FORCE 4: Strategic response for consideration:
- Invest in supply chain management and training.
- Develop partnerships with suppliers.
- Explore ways of increasing their dependency on you.
- Take over a supplier.
FORCE 5: Customer or buying power:
This can be seen best in markets where:
- The product is not strategically important to the customer.
- Products are bought in bulk.
- Switching products is very cheap.
- They are very price sensitive.
- Substitutes are readily available.
FORCE 5: Strategic response for consideration:
- Increase loyalty.
- Introduce incentives.
- Deal direct rather than through distributors.
- Avoid purchase decisions based on price.
The Swot Analysis
This is a simple matrix on which you capture the data that applies to both your business and the competition.
It looks at:
Strengths and weaknesses refer to your products or services – internal issues; opportunities and threats to the external marketplace.
Your SWOT is best completed with the help of as many people from different functions, including, sales, marketing, accounts, customer care/service, product development, management and customers. Remember this is quite a subjective tool so be specific in your observation and keep comments short and simple.
It’s a good idea to use the SWOT in combination with a completed PEST and 5 Forces Analysis as these provide the context for your SWOT.
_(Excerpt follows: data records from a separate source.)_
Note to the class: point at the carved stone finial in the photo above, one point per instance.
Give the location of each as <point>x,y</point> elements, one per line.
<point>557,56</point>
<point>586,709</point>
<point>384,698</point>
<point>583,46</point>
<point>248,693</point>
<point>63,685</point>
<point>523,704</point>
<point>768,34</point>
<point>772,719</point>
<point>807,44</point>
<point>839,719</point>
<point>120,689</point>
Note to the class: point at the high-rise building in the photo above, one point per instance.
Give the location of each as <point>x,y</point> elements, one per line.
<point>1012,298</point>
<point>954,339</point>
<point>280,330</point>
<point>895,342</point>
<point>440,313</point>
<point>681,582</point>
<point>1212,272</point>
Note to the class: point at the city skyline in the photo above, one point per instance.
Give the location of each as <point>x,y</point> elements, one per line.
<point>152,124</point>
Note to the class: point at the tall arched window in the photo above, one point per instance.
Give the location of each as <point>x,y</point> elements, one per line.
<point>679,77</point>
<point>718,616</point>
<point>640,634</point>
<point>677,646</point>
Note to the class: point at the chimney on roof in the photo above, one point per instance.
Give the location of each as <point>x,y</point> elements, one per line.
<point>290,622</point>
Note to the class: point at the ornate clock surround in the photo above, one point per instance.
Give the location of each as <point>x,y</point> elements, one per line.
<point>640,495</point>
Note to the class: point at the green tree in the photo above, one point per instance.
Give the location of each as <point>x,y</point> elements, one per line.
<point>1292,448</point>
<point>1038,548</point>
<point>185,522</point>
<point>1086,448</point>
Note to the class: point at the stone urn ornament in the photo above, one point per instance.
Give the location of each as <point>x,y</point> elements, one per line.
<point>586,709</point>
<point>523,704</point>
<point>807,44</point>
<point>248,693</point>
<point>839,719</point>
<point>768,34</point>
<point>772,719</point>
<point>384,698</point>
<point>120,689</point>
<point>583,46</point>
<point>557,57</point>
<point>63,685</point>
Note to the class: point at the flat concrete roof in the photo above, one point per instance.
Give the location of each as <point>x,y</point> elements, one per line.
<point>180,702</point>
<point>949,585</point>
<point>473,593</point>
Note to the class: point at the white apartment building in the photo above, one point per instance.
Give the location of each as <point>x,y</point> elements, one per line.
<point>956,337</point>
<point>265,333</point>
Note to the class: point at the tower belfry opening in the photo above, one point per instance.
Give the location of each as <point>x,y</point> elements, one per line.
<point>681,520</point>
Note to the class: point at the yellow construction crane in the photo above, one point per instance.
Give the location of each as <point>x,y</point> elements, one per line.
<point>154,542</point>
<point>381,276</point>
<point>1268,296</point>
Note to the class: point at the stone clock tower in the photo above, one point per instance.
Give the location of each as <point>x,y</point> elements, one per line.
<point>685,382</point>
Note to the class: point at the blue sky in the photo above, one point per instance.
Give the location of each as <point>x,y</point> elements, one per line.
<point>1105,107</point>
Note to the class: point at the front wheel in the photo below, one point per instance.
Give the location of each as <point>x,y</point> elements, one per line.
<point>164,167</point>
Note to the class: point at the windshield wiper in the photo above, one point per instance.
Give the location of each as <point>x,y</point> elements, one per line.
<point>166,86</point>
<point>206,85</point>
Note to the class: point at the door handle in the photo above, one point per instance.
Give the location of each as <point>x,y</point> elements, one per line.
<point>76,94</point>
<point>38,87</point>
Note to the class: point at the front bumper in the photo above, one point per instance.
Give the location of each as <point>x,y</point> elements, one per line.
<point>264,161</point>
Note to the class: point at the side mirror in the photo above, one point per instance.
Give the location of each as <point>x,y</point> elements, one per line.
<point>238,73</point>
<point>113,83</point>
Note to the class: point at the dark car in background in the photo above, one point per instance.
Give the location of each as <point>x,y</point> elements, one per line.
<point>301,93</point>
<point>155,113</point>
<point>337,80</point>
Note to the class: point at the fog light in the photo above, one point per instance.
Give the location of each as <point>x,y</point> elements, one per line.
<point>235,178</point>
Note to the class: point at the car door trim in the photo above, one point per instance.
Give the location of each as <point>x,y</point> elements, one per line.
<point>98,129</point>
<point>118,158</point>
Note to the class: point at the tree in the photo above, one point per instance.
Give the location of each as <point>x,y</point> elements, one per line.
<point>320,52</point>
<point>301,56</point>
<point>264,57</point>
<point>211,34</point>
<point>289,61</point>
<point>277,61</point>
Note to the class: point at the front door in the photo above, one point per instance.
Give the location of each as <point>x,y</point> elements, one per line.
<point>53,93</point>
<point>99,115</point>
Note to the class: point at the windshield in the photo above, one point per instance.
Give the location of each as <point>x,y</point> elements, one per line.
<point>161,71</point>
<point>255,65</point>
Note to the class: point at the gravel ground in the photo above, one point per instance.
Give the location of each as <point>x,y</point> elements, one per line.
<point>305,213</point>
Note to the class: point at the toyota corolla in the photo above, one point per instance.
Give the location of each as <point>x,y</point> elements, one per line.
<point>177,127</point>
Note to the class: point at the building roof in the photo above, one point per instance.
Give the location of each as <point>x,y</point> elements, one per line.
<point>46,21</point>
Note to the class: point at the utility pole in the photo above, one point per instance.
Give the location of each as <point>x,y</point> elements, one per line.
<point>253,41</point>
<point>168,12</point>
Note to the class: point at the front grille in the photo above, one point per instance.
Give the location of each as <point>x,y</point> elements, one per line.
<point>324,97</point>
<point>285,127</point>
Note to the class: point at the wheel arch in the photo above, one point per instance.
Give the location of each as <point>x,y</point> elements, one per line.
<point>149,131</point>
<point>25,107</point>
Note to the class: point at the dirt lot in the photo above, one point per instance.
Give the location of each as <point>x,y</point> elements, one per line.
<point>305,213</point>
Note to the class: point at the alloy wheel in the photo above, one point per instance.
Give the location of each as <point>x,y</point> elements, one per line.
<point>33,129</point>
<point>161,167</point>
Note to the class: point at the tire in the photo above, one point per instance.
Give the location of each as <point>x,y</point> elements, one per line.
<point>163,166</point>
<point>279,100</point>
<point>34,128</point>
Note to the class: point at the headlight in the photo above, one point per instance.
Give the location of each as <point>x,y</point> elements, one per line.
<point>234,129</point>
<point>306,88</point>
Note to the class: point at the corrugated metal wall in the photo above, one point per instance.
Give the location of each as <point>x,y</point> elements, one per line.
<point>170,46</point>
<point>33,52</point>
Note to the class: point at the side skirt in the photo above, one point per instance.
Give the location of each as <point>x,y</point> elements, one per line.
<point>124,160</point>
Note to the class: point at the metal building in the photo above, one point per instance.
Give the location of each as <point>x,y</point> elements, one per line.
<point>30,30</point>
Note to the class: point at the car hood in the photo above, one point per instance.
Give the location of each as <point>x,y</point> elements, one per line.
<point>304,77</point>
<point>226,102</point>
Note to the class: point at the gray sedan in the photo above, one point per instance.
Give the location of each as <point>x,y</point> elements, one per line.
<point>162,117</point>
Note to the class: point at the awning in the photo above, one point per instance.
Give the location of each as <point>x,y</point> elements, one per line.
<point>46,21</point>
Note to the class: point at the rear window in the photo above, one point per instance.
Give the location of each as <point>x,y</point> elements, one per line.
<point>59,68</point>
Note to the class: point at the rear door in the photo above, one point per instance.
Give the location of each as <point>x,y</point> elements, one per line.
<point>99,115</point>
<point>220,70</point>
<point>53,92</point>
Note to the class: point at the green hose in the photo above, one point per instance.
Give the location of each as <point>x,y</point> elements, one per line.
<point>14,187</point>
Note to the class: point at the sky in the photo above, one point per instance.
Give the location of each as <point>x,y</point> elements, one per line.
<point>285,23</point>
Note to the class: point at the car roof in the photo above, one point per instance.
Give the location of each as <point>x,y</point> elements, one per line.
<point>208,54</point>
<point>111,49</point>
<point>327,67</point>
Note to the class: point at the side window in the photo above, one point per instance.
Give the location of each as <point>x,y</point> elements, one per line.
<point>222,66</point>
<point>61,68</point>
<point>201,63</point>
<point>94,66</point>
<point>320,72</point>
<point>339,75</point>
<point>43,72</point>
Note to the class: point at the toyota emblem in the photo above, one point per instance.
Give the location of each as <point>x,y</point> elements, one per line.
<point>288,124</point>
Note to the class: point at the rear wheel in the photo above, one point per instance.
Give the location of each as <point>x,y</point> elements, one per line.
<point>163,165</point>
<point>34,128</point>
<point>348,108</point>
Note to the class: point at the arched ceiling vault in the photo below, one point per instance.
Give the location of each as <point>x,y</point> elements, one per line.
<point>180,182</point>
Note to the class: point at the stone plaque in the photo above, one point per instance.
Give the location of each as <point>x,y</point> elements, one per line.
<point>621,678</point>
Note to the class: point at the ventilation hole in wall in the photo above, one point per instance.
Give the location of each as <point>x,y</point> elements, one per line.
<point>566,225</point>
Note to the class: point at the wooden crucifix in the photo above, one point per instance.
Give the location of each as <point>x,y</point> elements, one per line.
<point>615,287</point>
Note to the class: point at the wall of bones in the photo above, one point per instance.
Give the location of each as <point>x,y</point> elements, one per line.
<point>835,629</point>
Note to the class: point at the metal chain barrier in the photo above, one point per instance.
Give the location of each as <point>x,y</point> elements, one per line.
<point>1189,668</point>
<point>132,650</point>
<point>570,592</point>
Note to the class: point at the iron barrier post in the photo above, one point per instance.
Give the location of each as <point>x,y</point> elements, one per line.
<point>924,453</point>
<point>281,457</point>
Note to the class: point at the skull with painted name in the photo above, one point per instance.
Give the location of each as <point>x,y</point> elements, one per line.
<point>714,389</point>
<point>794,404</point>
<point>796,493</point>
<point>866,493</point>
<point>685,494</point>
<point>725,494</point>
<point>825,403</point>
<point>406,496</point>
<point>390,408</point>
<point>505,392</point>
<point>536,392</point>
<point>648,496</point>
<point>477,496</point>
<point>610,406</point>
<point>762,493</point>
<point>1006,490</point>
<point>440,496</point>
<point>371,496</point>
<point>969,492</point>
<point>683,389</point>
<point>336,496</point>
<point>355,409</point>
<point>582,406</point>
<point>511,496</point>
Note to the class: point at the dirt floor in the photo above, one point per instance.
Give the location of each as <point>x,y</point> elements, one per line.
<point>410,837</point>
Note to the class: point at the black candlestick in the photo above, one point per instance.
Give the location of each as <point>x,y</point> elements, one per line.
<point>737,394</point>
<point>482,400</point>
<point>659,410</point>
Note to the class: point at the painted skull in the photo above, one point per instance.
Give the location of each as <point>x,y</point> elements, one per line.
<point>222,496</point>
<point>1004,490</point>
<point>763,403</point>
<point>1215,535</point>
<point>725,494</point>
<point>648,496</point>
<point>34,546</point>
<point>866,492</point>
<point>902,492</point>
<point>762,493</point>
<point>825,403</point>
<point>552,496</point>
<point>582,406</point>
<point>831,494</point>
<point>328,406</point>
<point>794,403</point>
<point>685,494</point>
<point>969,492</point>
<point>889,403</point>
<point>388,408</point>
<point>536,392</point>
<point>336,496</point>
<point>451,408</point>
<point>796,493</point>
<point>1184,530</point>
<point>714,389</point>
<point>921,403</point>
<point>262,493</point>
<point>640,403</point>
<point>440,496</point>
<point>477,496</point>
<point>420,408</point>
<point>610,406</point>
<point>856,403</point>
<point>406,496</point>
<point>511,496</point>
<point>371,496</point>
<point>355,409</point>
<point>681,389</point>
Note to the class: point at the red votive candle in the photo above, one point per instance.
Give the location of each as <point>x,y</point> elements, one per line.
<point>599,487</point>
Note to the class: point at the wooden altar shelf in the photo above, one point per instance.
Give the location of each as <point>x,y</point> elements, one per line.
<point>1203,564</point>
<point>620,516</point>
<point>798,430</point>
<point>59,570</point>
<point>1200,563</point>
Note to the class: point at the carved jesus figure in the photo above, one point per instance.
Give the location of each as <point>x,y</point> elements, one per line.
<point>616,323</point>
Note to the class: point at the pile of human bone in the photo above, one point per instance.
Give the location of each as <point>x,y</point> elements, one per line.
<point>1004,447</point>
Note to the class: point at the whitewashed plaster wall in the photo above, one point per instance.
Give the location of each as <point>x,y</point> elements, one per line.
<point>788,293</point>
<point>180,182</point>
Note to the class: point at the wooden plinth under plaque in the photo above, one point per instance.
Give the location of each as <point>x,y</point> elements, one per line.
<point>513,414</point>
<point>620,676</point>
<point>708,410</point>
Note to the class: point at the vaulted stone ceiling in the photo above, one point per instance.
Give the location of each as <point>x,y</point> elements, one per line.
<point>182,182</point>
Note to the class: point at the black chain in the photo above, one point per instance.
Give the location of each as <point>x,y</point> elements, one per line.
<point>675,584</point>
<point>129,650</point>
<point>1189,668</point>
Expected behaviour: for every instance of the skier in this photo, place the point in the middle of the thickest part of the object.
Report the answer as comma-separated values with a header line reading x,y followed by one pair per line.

Look at each in terms of the points listed:
- Product Offers.
- Retail outlets.
- Limited sale activity.
- Price war.
How competitive is the market? Evaluate the following:
- The threat of new entrants to your industry.
- The threat of substitute products.
- The bargaining power of suppliers.
- The rivalry amongst current competitors.
- Who are your major competitors? The size? Their market share?
- What reputation do they have?
- How do they distribute their products, what are their production capabilities?
- What is their marketing like – do they diversify?
- What are their key strengths and weaknesses?
- The market environment.
- Total market size, growth and trends
- Market characteristics, growth and trends.
- Products, prices.
- Physical distribution channels.
- Industry practices.
- The next step is to gather all of the information up, analyse it, discuss it with team, write a plan and share it with the team.